Czechoslovak Society of Arts and Sciences, Inc.
- Abbreviation: SVU
- Predecessor: Czechoslovak Society of Arts and Sciences in America
- Formation: October 24, 1958; 67 years ago
- Founder: Jaroslav Němec
- Founded at: Washington, D.C.
- Tax ID no.: EIN #11-6035624
- Registration no.: 783908
- Headquarters: Washington, D.C.
- Website: www.svu2000.org

= Czechoslovak Society of Arts and Sciences =

International non-profitable organization

Czechoslovak Society of Arts and Sciences, known as Czechoslovak Society of Arts and Sciences in America until 1978, is an international non-profit organization with the aim to connect people with interest in Czech and Slovak intellectual contributions all around the world, supporting cooperation in culture, sciences, and education.

The society was founded in Washington DC in 1958 on the basis of the Washington DC local chapter of the Czechoslovak National Council of America (headquartered in Chicago), by Dr. Jaroslav Němec, a lawyer and exiled chief military prosecutor, with significant support from Vlasta Vraz, president of the Czechoslovak National Council of America.

In the years 1961–1978, the society was registered as Czechoslovak Society of Arts and Sciences in America in the New York State. In November 1978, the society's head office was incorporated in the nation's capital Washington DC, where it was incepted. In November 1978, also the society's official name was changed - it was shortened to Czechoslovak Society of Arts and Sciences, to reflect its international character and new local chapters being created also outside of the United States.

All operations of this organization are carried out by unpaid volunteers. From its inception, the society has been independent and non-partisan.

==Founding personalities==

Jaroslav Němec convinced world-renowned mathematician Václav Hlavatý to become the first president of the society. Němec became its first secretary general. In the years 1968–1970, Němec served as the society's president and in 1980–1985, he also edited the society's newsletter SVU NEWS / ZPRÁVY SVU.

In the beginning, Němec was also able to get support for the project of creating this Society among known artists and writers: Jarmila Novotná, Rafael Kubelík, Rudolf Firkušný, Ladislav Radimský, and others. Among politicians, he got Ladislav Feierabend, Juraj Slávik, Jozef Lettrich, Arnošt Heidrich, Štefan Osuský. Among the founding members there were also Joseph Hašek (father of Eliska Haskova Coolidge) and Francis Schwarzenberg.

==Society's periodicals==

The society publishes a quarterly newsletter SVU NEWS/ ZPRÁVY, and an English scholarly journal KOSMAS.
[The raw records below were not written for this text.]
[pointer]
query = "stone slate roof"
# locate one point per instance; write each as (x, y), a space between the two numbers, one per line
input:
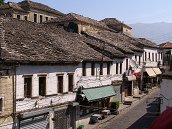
(11, 5)
(80, 18)
(146, 42)
(32, 42)
(111, 22)
(27, 5)
(167, 45)
(115, 40)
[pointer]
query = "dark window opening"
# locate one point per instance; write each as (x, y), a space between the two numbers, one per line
(92, 69)
(83, 69)
(35, 17)
(135, 57)
(152, 56)
(27, 87)
(116, 68)
(108, 68)
(25, 18)
(120, 68)
(46, 18)
(60, 84)
(41, 19)
(18, 17)
(1, 104)
(70, 79)
(149, 55)
(145, 56)
(72, 27)
(101, 68)
(42, 86)
(126, 64)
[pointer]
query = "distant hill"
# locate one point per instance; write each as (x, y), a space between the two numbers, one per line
(157, 32)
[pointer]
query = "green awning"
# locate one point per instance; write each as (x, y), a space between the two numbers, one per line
(98, 93)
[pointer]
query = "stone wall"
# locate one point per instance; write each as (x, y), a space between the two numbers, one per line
(6, 93)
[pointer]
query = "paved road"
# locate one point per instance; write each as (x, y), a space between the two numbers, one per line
(138, 117)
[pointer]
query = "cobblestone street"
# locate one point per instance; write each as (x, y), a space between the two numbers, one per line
(138, 117)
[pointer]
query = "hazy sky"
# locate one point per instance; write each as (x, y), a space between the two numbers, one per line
(128, 11)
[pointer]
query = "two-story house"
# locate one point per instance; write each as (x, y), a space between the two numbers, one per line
(29, 10)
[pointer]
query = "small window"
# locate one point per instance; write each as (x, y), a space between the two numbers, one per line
(27, 87)
(18, 17)
(70, 82)
(92, 69)
(145, 56)
(152, 56)
(116, 68)
(1, 104)
(126, 64)
(149, 55)
(42, 86)
(83, 69)
(120, 68)
(60, 83)
(35, 17)
(41, 18)
(135, 57)
(25, 18)
(108, 68)
(156, 57)
(46, 18)
(139, 60)
(101, 68)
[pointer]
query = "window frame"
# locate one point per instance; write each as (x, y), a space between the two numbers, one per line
(26, 77)
(45, 87)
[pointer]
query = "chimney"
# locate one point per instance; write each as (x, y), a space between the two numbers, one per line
(2, 36)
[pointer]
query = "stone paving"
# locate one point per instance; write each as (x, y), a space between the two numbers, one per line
(123, 109)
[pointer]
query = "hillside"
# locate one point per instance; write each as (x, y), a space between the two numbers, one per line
(156, 32)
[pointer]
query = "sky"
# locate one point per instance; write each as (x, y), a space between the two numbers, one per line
(127, 11)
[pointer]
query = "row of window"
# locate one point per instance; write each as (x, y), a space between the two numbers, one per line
(35, 18)
(155, 56)
(93, 70)
(42, 85)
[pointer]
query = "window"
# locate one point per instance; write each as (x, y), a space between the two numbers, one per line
(46, 18)
(149, 55)
(18, 17)
(156, 59)
(40, 18)
(116, 68)
(70, 82)
(25, 18)
(35, 17)
(27, 87)
(92, 69)
(108, 68)
(83, 69)
(135, 57)
(145, 56)
(60, 83)
(42, 86)
(120, 68)
(1, 104)
(139, 59)
(126, 64)
(152, 56)
(101, 68)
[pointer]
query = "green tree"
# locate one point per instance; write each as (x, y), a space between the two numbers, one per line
(2, 2)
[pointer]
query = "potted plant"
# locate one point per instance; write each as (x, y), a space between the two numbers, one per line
(114, 106)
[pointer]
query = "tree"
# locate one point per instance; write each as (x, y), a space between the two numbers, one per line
(2, 2)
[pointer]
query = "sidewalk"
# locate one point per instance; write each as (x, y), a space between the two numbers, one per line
(122, 109)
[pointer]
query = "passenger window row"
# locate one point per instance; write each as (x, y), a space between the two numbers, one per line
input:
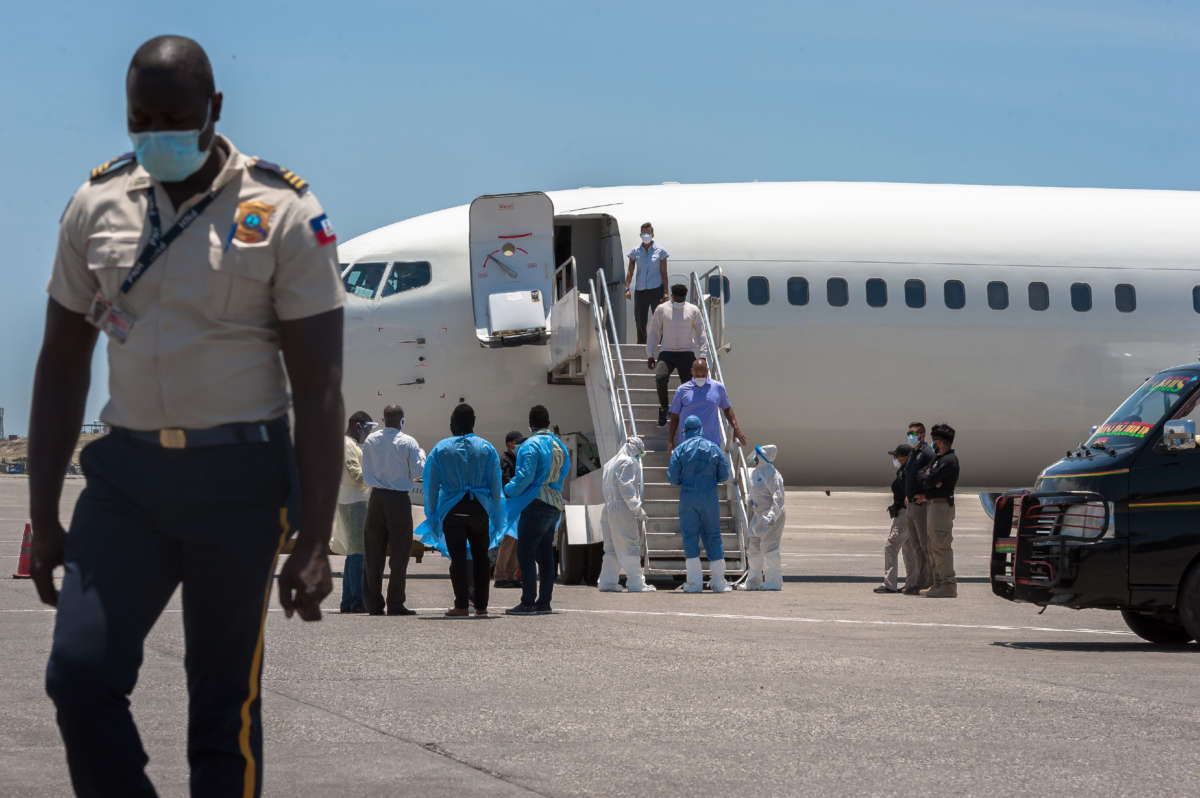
(953, 293)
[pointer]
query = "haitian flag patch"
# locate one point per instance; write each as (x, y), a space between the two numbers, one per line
(323, 231)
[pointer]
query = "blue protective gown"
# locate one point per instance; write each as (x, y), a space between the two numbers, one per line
(455, 468)
(697, 467)
(534, 460)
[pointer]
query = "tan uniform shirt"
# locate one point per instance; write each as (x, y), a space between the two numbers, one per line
(205, 347)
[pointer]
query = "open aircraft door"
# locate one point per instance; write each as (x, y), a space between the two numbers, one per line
(511, 268)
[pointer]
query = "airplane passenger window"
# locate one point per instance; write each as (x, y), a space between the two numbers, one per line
(876, 292)
(1127, 298)
(915, 293)
(1039, 297)
(714, 288)
(997, 295)
(363, 279)
(407, 276)
(797, 291)
(955, 294)
(1081, 297)
(759, 291)
(837, 292)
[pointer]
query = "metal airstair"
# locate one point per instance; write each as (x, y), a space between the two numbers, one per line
(624, 402)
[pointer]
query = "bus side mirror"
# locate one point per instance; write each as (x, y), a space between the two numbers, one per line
(1180, 435)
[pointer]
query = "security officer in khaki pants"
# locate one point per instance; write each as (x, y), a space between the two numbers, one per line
(201, 265)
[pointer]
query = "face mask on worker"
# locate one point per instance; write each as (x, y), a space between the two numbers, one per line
(171, 156)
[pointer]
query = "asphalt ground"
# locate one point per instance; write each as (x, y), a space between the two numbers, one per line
(826, 688)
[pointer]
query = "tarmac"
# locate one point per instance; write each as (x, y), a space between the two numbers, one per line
(825, 688)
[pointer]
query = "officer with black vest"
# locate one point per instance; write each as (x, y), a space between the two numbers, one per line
(201, 265)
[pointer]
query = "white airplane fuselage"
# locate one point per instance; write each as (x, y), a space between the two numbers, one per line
(834, 387)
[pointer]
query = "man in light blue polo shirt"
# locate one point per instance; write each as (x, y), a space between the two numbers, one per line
(706, 400)
(651, 286)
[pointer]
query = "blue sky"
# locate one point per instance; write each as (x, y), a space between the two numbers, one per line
(391, 109)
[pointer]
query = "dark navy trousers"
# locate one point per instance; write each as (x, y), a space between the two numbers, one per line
(151, 520)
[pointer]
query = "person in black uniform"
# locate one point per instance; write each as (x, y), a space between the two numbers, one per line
(921, 576)
(201, 265)
(937, 484)
(898, 535)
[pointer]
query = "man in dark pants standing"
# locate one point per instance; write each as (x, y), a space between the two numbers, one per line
(648, 276)
(535, 492)
(191, 485)
(391, 462)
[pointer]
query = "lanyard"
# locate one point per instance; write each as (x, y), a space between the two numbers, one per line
(159, 241)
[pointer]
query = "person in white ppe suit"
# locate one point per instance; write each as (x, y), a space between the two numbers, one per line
(623, 513)
(767, 497)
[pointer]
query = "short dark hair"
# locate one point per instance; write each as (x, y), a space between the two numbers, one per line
(393, 415)
(942, 432)
(539, 417)
(462, 420)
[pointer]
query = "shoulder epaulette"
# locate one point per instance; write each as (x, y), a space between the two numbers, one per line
(287, 175)
(114, 165)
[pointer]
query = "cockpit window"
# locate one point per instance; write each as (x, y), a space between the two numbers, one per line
(364, 279)
(407, 276)
(1155, 401)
During the communist era in Czechoslovakia, the society published a Czech language and Slovak language literary and humanistic periodical: PROMĚNY - PREMENY/ METAMORPHOSES for nearly thirty years, which included articles by forbidden authors.

==Conferences==

The society held its First World Congress in Washington, D.C. in 1962. Since then, every even year, the society has convened a world congress. The program includes presentations of scholarly papers, discussion panels, concerts, artistic exhibits and social events. The society has established the practice of convening specialized conferences every other year, usually in between the World Congresses.